さらに本件では、あるYouTuberが少年の高校に突撃し、教師に「なぜ退学処分にしないのか」と詰め寄る動画を投稿する始末。
炎上した人物に一層厳しい世の中になったわけである。
インターネットなどない時代は、この手のいたずらをしたとしてもきつくおきゅうを据えられたり、保護者が謝罪、弁償したりするくらいで済んでいたかもしれない。しかし、本件は動画が拡散しているだけに、被害は桁違いに広がった。
スシローは当該店舗の醤油ボトルと湯飲みを全て入れ替え、洗浄し、近隣店舗も含めて食器や調味料を各テーブルから新設の置き場に移した。テーブルとレーンの間にアクリル板を設置する措置も進めている。ワイドショーで連日この件が報じられ、時価総額が一時約170億円も下落する事態となったのである。
少年は慌てて1月31日に保護者と謝罪に赴いたが、時すでに遅し。スシローは警察に被害届を提出し、刑事、民事の両面から厳正に対処すると発表したのだ。
「器物損壊、威力業務妨害の二つの罪に該当する可能性があると考えられます」
と少年の今後を解説するのは、飲食業界向け法務サービスを取り扱う法律事務所「フードロイヤーズ」代表弁護士の石崎冬貴氏だ。
「ただ、本件は少年法が適用され、家裁に送致されることになる。本人の反省の度合いや素行にもよりますが、保護観察処分、場合によっては不処分となることも考えられます」
では、民事の方は? ワイドショーでは、アメリカなら億単位の請求の可能性も、と報じられたが、
「スシロー側は一連の対応にかかった費用を含め、かなり踏み込んだ額を請求すると思います」
と自身でも飲食店を経営する石崎氏が続ける。
「湯飲みの消毒や醤油ボトルの入れ替えにかかった費用は認められるでしょう。ただ、売り上げの減少分や、設備投資分まで認定されるかは疑問です。売り上げが減ったとしても本件との因果関係は立証しづらく、アクリル板の設置なども、損害というより店の自衛の範疇(はんちゅう)と解釈されてしまいますからね。株価も日々変動するもので、下落が損害とされる可能性は更に低い。少年側が負う額は全体でもせいぜい数十万円に収まるのではないかと思います」
スシローにとっては、訴訟を起こすこと自体に意味があるという。
「これだけ話が大きくなると株主や顧客への説明責任が生じ、毅然とした対応を見せる必要があるのです。また、模倣犯を防ぐ抑止効果も狙っているはず」
となれば、少年の代償は安く済むように思われるが、
「重い十字架を背負いました」
とは、埼玉県警の元刑事でデジタル捜査班班長を務めた佐々木成三(なるみ)氏。
「いま出回っているこの少年の情報は、ネット上で半永久的に残り続ける。いわば、デジタルタトゥーを刻印されてしまったわけです。辛い話ですが、今後この少年が進学、就職、結婚など人生のさまざまなステージを経る際に、関係者に名前をネットで検索されて、不利益を被る可能性は十分にある。たった一度の過ちが、人生に大ダメージを及ぼしかねないのです」
実際、過去に起こったバイトテロ事件では、未だにその犯人の名がネット上でさらされ続けている。

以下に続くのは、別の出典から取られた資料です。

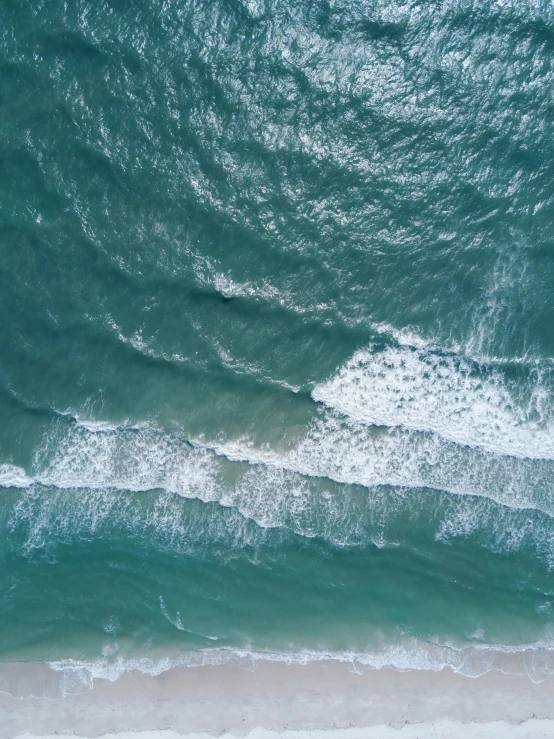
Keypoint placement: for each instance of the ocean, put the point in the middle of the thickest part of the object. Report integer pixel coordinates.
(277, 334)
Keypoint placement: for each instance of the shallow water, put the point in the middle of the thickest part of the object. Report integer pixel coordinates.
(276, 365)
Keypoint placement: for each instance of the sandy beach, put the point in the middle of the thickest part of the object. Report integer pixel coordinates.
(288, 700)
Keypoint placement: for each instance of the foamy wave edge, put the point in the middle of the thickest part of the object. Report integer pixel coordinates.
(70, 677)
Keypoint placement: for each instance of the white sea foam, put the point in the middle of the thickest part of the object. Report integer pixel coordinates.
(74, 676)
(12, 476)
(445, 395)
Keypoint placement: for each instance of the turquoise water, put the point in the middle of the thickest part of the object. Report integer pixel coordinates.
(276, 368)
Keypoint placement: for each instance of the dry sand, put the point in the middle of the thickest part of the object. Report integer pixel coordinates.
(294, 701)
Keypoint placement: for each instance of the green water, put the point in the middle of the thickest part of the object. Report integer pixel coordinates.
(277, 310)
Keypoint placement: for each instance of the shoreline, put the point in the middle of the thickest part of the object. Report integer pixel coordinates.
(285, 700)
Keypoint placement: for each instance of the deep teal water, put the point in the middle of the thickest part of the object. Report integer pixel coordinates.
(277, 310)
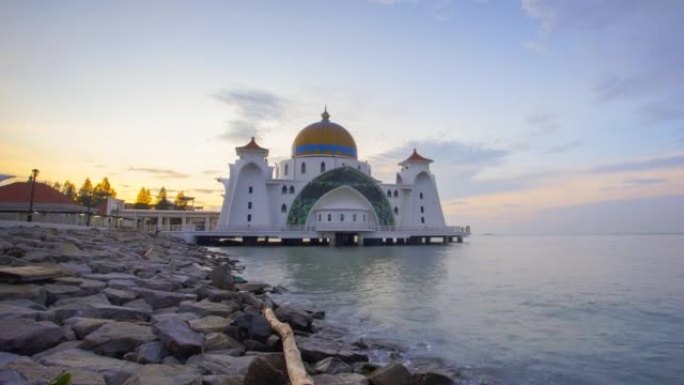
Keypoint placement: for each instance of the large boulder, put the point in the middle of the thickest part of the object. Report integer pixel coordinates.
(117, 338)
(391, 374)
(178, 338)
(340, 379)
(29, 337)
(165, 375)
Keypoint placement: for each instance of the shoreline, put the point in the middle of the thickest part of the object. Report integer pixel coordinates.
(119, 307)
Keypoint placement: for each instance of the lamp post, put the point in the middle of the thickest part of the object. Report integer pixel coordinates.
(34, 175)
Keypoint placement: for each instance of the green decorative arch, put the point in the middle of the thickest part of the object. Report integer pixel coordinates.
(343, 176)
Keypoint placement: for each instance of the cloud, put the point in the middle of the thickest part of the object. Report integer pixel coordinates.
(635, 47)
(642, 165)
(564, 147)
(256, 111)
(644, 181)
(159, 172)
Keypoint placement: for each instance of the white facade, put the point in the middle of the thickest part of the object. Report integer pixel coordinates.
(328, 193)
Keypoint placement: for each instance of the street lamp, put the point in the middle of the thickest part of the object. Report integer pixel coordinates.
(34, 175)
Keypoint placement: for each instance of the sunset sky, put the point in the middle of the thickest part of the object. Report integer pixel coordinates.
(542, 116)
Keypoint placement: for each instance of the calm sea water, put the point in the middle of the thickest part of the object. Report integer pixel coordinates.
(519, 310)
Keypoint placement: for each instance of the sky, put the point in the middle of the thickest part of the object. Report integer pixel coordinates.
(542, 116)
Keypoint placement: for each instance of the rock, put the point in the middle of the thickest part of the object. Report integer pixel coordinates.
(221, 364)
(221, 277)
(298, 319)
(30, 273)
(425, 377)
(26, 291)
(56, 292)
(160, 299)
(158, 317)
(332, 365)
(261, 372)
(204, 308)
(210, 324)
(29, 337)
(165, 375)
(35, 373)
(83, 326)
(178, 338)
(314, 350)
(87, 360)
(255, 325)
(340, 379)
(119, 297)
(151, 352)
(115, 339)
(225, 343)
(391, 374)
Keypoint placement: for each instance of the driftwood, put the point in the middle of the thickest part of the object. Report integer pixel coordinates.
(293, 358)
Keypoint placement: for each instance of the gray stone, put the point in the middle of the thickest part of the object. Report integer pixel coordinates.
(221, 364)
(205, 308)
(223, 342)
(262, 372)
(83, 326)
(332, 365)
(298, 319)
(119, 297)
(29, 337)
(340, 379)
(391, 374)
(151, 352)
(314, 350)
(117, 338)
(160, 299)
(87, 360)
(29, 291)
(178, 338)
(210, 324)
(165, 375)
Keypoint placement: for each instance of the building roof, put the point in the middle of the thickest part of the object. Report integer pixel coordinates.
(17, 195)
(324, 138)
(416, 157)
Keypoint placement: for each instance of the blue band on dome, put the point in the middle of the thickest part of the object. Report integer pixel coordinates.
(325, 149)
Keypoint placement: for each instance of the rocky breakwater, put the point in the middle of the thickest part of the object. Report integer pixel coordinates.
(123, 307)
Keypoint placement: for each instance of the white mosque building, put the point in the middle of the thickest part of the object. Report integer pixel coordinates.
(324, 195)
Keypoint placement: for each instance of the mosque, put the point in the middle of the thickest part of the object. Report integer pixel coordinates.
(324, 195)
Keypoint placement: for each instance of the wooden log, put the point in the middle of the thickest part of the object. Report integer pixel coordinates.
(293, 358)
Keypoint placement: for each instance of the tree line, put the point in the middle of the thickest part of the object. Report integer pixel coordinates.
(87, 195)
(161, 202)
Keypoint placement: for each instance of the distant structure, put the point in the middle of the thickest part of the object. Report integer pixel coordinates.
(324, 195)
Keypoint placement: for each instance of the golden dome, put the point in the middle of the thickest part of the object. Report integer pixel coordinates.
(324, 138)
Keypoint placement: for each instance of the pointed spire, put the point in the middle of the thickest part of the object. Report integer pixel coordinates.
(325, 115)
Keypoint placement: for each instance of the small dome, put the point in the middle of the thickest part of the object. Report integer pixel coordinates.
(324, 138)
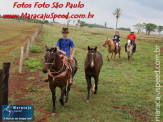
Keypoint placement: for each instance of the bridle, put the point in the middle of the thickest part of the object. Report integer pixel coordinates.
(55, 72)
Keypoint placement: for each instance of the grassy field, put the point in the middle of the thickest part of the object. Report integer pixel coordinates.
(126, 90)
(13, 35)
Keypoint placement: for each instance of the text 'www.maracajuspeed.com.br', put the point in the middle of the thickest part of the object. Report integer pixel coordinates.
(49, 16)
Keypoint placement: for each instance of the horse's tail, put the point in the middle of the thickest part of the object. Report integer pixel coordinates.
(76, 65)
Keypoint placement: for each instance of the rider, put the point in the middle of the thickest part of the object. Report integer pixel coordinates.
(131, 37)
(116, 39)
(63, 47)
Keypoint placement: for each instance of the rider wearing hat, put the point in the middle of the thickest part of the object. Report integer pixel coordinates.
(116, 39)
(131, 37)
(64, 46)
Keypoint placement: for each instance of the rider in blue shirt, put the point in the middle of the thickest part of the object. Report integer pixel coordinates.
(63, 47)
(116, 39)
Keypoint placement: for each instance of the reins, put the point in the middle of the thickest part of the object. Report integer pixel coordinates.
(54, 72)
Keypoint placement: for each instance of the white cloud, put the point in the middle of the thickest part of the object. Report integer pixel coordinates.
(134, 12)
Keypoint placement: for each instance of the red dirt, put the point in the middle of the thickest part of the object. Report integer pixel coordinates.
(141, 115)
(18, 87)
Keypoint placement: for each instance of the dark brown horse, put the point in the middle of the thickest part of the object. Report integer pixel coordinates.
(58, 75)
(93, 64)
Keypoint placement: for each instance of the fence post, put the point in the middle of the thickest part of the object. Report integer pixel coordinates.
(4, 76)
(6, 67)
(21, 60)
(27, 48)
(1, 96)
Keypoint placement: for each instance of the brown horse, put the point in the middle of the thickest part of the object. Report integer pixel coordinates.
(129, 49)
(93, 64)
(58, 75)
(111, 48)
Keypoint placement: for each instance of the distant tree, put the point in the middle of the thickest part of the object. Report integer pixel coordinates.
(105, 25)
(160, 28)
(81, 23)
(46, 21)
(117, 13)
(139, 27)
(150, 27)
(74, 22)
(125, 29)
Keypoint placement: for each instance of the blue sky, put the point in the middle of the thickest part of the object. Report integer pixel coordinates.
(134, 11)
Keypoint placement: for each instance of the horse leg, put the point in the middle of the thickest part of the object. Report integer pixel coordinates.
(54, 99)
(119, 53)
(67, 93)
(111, 56)
(88, 87)
(108, 56)
(63, 89)
(96, 83)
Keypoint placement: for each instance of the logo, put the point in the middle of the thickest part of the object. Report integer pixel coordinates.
(17, 112)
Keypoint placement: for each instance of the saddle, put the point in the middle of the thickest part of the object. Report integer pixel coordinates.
(66, 61)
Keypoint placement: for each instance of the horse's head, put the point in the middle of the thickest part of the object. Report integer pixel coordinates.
(106, 41)
(128, 42)
(49, 59)
(91, 56)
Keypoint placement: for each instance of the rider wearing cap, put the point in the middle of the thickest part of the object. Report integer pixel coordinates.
(63, 47)
(131, 37)
(116, 39)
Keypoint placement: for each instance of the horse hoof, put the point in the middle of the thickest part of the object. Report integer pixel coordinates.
(66, 104)
(53, 114)
(87, 101)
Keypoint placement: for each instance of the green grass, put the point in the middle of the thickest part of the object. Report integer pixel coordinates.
(127, 85)
(35, 49)
(33, 63)
(30, 78)
(14, 34)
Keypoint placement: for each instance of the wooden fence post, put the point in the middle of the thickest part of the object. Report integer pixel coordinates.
(1, 96)
(21, 60)
(4, 76)
(27, 49)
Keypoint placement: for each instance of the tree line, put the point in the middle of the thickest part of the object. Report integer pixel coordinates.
(28, 20)
(149, 27)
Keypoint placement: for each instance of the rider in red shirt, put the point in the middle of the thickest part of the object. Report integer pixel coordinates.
(132, 37)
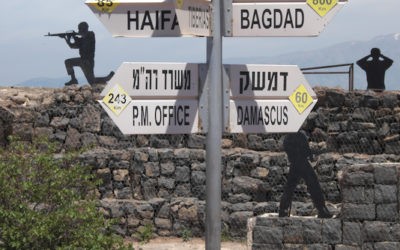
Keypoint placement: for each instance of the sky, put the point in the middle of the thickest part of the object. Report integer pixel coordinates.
(25, 52)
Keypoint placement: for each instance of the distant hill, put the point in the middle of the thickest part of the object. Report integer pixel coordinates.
(46, 82)
(347, 52)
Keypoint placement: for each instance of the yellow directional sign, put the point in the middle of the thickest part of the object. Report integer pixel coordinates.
(179, 4)
(301, 99)
(117, 99)
(107, 6)
(322, 7)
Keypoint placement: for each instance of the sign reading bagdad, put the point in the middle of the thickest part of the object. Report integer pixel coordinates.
(153, 98)
(282, 17)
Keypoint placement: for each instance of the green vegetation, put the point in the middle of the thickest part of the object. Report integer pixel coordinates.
(47, 201)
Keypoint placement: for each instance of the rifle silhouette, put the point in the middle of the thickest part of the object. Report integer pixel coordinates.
(64, 35)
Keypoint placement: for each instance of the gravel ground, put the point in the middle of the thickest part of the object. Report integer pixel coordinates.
(178, 244)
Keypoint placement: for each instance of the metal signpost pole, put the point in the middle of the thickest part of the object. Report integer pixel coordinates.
(214, 135)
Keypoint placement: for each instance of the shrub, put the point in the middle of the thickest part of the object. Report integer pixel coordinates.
(46, 201)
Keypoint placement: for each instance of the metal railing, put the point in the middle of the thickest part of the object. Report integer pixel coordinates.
(350, 72)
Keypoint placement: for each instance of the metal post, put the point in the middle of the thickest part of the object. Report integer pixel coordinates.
(214, 135)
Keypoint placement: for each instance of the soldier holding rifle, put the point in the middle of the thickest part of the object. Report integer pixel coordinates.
(85, 41)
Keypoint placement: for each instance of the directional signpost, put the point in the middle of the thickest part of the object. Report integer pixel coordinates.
(137, 18)
(148, 98)
(194, 17)
(282, 18)
(154, 98)
(268, 98)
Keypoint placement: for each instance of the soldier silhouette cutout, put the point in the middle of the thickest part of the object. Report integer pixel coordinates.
(85, 41)
(299, 153)
(375, 65)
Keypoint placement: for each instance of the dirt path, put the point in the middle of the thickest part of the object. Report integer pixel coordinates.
(179, 244)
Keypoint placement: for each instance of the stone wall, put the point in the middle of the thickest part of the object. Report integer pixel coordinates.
(369, 217)
(160, 179)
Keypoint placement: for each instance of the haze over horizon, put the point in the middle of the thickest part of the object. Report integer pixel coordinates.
(27, 54)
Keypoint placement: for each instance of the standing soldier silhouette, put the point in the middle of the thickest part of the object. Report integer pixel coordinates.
(298, 151)
(375, 69)
(84, 41)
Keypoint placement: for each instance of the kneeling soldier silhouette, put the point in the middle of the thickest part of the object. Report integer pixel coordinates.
(85, 41)
(298, 151)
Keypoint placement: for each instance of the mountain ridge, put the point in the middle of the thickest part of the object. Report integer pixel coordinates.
(340, 53)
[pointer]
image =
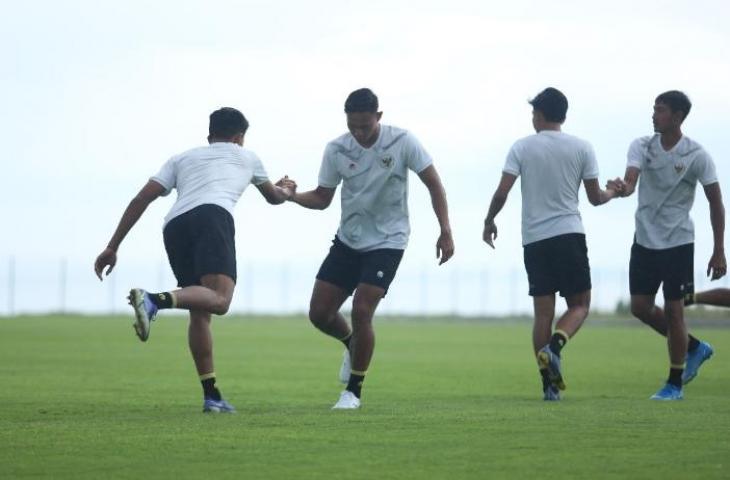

「ある意味、刑事や民事での責任追及より恐ろしい。しかし、少年はこれを想像していなかったはず。“確信犯”でなくても、誰でも悪意の沼にはまってしまう危険性があるところに、SNS社会の本当の恐ろしさがあるわけです」
当該の店を2月初旬の月曜お昼時に訪問してみると満席で、待合スペースには20人ほどが待機していた。中には「応援したくて来た」と言う客もいる。
対して、この少年に日常が戻る日はまだまだ遠い。
近隣住民によれば、少年は、父が建築関係の仕事に就く一家の、4人きょうだいの長男だという。
改めて母に聞いてみた。
――動画を初めて見た時はどのように思われましたか。
「うーん、何であんなことをしたのか、と。本当に、本当に申し訳なくて……。本当にすみません」
――息子さんは普段からSNSに夢中だったんでしょうか。
「そういうことも警察の捜査が関わってくるので。ごめんなさい」
――今後はどのようにSNSの指導などをしていくのでしょうか。
「まだスシローさんへの対応もきちんとできていないので、そこまでは考えていなくて。まずは罪を償って、それからの話です」
――ネット上には実名が出てしまっていますが……。
「携帯の中で何が起きているのか不安です。でも、それもあの子がしたことですから、本当に大変なことをしてしまったんですから、きちんと受け入れるしかありません」
――お母様としては辛いですよね。
「辛いといっても、私たちはそんな立場にはありませんので。スシローさんのほうがどれだけ大変か、利用していた方の気持ちを思うと、私たちなんて全然……。本当に申し訳ない気持ちでいっぱいです」
時にすすり泣き、おえつも漏らしながら謝罪を繰り返すのであった。
前出・三上氏によれば、
「ネットリテラシーがどれだけ低い若者でも、全世界から閲覧可能なSNSで発信できてしまう。その構造がある限り、この種の事件は続いていくでしょう」
だからこそ、と前出・佐々木氏が言う。
「親御さんはSNS社会のリテラシーをきちんと教えるべきですが、それをしない、あるいはできない方が非常に多い。今後の社会においては交通ルールと同様、あるいはそれ以上に重要なのが、ネット社会の歩き方なのですが……。また、若者自身ももっともっと想像力、共感力を高めないと。横の関係で構築されるSNSなどのネットワークだけでなく、リアルな現実の、縦の関係も含めたさまざまな人との付き合いを通じ、己の価値観を相対化することも必要です。それができていれば、あのような動画が面白いと思う発想が生まれるはずはありません」
ワンクリックで人生が破滅。我々はそんな時代に生きている。そのことを肝に銘じ、ただただ己を律するしかなさそうである。